French Composer Erik Satie hated choreographers. But that hasn't stopped Dancemakers' Serge Bennathan from creating a movement- and music-based work inspired by the guy.Bennathan's The Satie Project tries to capture the essence of the eccentric composer best known for his ballet Parade and his dreamy commercial- and soundtrack-friendly Gymnopedies.
"Satie didn't like dance to mime or exaggerate the music," says Bennathan. "He wanted the choreographer to create dance in silence, and then he would provide the music. Coincidentally, that's very much how I work."

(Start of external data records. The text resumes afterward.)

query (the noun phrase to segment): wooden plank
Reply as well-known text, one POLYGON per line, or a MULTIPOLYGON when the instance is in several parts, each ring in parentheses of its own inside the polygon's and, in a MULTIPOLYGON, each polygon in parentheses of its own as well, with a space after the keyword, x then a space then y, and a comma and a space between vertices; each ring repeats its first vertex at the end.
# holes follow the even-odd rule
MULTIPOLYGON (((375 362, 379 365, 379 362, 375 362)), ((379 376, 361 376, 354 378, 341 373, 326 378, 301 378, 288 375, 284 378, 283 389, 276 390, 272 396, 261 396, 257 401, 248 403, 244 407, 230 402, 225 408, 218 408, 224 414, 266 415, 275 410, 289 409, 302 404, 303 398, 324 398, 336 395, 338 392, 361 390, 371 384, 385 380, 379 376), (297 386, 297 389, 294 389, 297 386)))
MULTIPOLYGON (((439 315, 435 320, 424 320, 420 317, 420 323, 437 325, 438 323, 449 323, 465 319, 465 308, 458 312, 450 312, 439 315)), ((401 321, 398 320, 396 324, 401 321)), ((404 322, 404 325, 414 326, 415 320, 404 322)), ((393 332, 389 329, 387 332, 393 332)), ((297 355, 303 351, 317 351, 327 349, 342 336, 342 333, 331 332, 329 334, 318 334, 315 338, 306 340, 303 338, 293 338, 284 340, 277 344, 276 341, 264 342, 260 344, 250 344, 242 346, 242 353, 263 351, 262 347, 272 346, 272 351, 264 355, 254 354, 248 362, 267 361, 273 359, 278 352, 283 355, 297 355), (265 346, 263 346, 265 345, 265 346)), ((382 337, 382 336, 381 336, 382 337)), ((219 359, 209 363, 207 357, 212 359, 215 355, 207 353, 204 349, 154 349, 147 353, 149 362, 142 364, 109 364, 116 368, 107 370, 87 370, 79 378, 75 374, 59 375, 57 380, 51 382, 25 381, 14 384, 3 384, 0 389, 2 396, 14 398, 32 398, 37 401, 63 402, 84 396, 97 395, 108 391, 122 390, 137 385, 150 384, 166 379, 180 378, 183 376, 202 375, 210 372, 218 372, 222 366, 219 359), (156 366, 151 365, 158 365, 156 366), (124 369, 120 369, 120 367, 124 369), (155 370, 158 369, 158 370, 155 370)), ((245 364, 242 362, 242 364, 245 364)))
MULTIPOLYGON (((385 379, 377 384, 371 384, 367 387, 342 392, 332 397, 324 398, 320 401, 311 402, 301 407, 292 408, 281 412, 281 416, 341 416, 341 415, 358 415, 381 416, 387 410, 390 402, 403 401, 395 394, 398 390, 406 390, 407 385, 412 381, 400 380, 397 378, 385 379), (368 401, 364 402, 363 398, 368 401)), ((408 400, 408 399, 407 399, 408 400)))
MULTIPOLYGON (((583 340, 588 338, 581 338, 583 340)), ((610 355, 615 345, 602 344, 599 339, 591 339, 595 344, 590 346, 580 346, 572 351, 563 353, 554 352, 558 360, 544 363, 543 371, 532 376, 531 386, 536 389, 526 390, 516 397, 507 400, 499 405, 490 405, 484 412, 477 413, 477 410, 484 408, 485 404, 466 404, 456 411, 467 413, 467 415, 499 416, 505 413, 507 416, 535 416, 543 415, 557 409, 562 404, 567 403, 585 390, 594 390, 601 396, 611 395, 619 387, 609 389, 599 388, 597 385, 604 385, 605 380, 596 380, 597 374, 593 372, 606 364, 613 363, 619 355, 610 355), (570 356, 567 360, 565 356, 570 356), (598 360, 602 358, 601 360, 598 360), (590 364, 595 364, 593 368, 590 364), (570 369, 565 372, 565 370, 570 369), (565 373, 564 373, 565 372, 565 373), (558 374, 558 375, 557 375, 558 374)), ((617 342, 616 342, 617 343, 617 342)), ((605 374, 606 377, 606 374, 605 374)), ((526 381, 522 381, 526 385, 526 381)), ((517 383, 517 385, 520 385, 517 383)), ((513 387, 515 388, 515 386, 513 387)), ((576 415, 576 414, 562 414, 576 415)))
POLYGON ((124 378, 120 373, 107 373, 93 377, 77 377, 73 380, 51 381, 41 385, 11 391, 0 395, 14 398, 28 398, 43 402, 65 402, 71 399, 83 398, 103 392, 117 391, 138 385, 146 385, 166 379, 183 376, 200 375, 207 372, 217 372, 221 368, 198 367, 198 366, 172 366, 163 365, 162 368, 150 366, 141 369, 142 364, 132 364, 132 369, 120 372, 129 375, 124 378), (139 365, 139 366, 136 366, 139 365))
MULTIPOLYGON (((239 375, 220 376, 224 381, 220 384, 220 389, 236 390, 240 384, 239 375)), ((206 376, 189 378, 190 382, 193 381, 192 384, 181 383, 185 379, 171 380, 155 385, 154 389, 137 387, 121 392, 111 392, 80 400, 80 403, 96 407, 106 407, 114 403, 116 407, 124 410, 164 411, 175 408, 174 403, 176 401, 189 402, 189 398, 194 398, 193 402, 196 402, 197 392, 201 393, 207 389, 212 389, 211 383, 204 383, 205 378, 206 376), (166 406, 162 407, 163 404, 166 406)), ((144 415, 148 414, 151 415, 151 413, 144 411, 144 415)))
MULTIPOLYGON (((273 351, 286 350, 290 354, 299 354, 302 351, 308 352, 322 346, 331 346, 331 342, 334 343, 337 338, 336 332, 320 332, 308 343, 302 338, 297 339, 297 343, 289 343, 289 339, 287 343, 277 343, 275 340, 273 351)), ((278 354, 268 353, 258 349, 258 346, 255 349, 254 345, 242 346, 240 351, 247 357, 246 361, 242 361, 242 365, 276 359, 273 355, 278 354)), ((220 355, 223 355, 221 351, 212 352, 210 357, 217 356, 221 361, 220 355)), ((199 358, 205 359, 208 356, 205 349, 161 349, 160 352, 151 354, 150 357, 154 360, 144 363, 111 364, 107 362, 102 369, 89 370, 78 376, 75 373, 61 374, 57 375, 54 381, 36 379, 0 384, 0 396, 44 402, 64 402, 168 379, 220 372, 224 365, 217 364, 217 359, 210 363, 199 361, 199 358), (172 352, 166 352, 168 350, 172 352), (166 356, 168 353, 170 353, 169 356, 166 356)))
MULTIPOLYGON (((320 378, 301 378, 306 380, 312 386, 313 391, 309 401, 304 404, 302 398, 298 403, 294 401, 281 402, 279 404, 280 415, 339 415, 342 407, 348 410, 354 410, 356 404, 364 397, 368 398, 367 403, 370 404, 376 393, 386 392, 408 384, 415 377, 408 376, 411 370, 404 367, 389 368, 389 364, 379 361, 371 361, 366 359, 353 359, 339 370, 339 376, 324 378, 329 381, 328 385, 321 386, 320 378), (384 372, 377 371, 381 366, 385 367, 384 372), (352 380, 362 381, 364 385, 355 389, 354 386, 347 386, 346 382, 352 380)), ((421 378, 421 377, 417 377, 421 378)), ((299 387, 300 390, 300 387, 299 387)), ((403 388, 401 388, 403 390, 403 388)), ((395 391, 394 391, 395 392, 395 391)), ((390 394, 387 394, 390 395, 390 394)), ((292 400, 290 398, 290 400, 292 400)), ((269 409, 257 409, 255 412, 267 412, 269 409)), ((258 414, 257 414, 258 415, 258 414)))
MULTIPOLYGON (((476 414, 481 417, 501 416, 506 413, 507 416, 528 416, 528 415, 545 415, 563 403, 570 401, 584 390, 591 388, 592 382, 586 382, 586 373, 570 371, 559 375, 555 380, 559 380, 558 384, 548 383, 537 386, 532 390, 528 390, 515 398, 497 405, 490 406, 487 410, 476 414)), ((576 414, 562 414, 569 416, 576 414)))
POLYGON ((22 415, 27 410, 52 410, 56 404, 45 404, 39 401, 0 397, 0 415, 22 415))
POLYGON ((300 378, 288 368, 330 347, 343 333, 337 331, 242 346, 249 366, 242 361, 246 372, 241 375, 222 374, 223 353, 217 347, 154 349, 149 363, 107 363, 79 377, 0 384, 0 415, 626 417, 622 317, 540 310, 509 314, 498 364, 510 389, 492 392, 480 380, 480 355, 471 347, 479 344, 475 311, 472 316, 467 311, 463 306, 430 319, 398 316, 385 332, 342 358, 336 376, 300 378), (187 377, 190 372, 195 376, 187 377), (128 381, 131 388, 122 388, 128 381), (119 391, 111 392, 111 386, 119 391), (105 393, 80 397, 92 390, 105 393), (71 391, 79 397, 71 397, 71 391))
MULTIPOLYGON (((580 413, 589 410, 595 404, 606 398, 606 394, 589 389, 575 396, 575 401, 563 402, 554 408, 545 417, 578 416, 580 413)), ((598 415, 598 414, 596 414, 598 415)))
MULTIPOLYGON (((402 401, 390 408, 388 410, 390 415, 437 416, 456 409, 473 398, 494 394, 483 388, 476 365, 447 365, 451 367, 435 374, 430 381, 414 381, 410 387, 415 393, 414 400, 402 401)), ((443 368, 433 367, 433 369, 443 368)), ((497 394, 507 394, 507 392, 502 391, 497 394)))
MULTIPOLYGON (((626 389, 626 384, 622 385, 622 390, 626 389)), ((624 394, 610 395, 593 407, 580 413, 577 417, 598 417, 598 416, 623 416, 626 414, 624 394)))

The Satie Project came about because Bennathan was looking to work with Eve Egoyan, a pianist who specializes in contemporary works. When Egoyan added Satie to her repertoire, the choreographer was intrigued. He got even more interested after he began pouring through Satie's letters.
"When you discover the complexity of the man, you listen to his music differently," explains Bennathan.
"There's everything there: humour, depression, obsession. He was jailed because of something critical he wrote. He received a prestigious award not for his music but because he organized outings with children. He created his own church.
"My idea was not to do a piece on Satie, it was to do a piece with Satie."
Egoyan, raised on an island onstage, performs 21 short piano rarities, including Flabby Preludes (for a dog) and The Almond Chocolate Waltz.
"People will discover a Satie that they did not expect," says Bennathan.
The piece has already played in Ottawa and Vancouver, where Bennathan's movement was praised for its dreamy delicacy and fierce physicality. After Toronto, it travels to Europe.
If Satie were still alive -- he died in 1925 -- Bennathan thinks he would, above all, have fun at the show.
"Fun was an important notion for him. I think we'd go to a café afterwards, drink, discuss and laugh."